- The majority of commercial real estate deals in D.C. are under 50,000 square feet.
- The neighborhoods of NoMa, Southeast Waterfront and Southwest Waterfront are now attracting a host of businesses.
- More businesses are downsizing, leasing smaller spaces to increase employee collaboration.
With a background that includes running CBRE’s DC office, Ernie Jarvis is well aware of the consolidation occurring within the commercial real estate sector and wants no part of it.
Jarvis recently announced the launch of Jarvis Commercial Real Estate, a full-service, hyperlocal brokerage that aims to be the opposite of global, publicly-traded real estate firms.
“A company of 100 brokers doesn’t feel personal anymore,” the fifth generation Washingtonian said. “When you grow to that size you dilute the value proposition, then you become a semi-giant. A lot of talented people don’t want to work in a global company.”
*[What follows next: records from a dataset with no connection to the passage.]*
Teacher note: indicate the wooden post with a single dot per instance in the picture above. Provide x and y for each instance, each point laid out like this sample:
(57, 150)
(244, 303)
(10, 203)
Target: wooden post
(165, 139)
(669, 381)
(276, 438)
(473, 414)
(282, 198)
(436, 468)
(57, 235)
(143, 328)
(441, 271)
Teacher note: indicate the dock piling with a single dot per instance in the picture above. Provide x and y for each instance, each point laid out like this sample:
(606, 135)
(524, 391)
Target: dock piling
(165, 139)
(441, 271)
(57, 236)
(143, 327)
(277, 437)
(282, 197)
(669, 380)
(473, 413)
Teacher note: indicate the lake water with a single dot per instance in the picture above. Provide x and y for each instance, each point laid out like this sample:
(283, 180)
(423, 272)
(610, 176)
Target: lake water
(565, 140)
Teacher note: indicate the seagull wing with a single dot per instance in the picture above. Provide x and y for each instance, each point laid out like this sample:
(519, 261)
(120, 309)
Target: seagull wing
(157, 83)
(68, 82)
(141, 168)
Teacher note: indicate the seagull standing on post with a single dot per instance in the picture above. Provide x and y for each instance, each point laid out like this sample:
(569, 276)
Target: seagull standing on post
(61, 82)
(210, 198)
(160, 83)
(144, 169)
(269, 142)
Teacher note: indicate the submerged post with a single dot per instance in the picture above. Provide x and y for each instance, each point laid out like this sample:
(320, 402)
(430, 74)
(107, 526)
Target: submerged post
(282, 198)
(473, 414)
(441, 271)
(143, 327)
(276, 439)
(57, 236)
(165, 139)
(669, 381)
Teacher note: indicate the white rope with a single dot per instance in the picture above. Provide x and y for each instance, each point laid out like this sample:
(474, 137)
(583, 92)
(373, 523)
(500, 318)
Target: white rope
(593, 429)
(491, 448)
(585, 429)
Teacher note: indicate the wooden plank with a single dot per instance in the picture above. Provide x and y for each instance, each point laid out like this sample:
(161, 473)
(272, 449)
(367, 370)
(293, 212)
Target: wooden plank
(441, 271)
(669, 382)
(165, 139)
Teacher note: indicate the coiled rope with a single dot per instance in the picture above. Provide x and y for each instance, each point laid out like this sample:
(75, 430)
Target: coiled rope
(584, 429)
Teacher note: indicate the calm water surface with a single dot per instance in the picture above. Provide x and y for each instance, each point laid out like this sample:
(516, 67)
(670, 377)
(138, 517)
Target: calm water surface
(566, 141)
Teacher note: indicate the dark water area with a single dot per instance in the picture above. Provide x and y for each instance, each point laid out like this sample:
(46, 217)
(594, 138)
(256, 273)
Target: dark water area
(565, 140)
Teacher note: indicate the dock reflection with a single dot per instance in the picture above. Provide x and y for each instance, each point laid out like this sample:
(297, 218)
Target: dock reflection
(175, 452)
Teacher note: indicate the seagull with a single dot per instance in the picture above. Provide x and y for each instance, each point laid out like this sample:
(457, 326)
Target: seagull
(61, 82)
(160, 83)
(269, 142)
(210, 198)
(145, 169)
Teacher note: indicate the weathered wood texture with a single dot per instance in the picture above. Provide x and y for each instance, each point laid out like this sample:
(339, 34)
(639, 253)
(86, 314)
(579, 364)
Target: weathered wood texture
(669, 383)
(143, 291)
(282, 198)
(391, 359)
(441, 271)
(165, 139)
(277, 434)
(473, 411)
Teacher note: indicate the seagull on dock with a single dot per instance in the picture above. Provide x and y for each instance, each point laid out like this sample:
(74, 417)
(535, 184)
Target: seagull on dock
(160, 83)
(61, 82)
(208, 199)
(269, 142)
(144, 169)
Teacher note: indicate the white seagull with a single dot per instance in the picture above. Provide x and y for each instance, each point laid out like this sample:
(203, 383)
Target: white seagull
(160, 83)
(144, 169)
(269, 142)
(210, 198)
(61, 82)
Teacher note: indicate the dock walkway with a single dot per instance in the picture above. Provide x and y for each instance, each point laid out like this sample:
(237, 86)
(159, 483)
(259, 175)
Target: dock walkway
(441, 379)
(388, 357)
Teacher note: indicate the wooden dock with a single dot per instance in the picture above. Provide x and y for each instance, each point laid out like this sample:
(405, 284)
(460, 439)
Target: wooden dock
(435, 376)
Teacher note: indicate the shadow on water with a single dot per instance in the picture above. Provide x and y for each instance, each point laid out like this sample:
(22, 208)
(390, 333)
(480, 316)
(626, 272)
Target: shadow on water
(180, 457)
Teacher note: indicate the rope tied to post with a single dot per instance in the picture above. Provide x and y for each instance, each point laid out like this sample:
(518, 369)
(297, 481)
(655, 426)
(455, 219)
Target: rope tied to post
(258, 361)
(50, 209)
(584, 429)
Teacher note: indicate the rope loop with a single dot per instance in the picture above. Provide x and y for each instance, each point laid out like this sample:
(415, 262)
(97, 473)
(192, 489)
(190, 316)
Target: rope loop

Jarvis doesn’t foresee his new firm growing beyond ten brokers and brokerage support staff, and anticipates serving a number of DC-based businesses and companies that prefer to work with a local firm.
“My premise is, if you’re moving to NoMa for 10,000 square feet do you really need a global firm that can do a deal in Singapore,” he questioned, adding most commercial real estate transactions in DC involve spaces of less than 50,000 square feet and local businesses. “The proposition that bigger firms are better simply isn’t true.”
DC commercial real estate trends
Jarvis is noticing several trends in the Washington, D.C. commercial marketplace, more companies leasing smaller spaces and companies setting up shop in neighborhoods that were undesirable ten years ago.
For his new office, Jarvis anticipates leasing a smaller space in a move to create a more collegial environment that encourages collaboration.
Following a billion dollars of commercial development by institutional groups, the neighborhoods of NoMa, Southeast Waterfront and Southwest Waterfront are attracting a host of businesses.
Creating hyperlocal brokerages in DC isn’t exclusive to the commercial sector. Recently Hans and Steve Wydler formed an independent residential brokerage, Wydler Brothers Real Estate. The brothers were previously with Mid-Atlantic-focused Long & Foster, which is said to have more than 200 sales offices and 11,000 sales associates.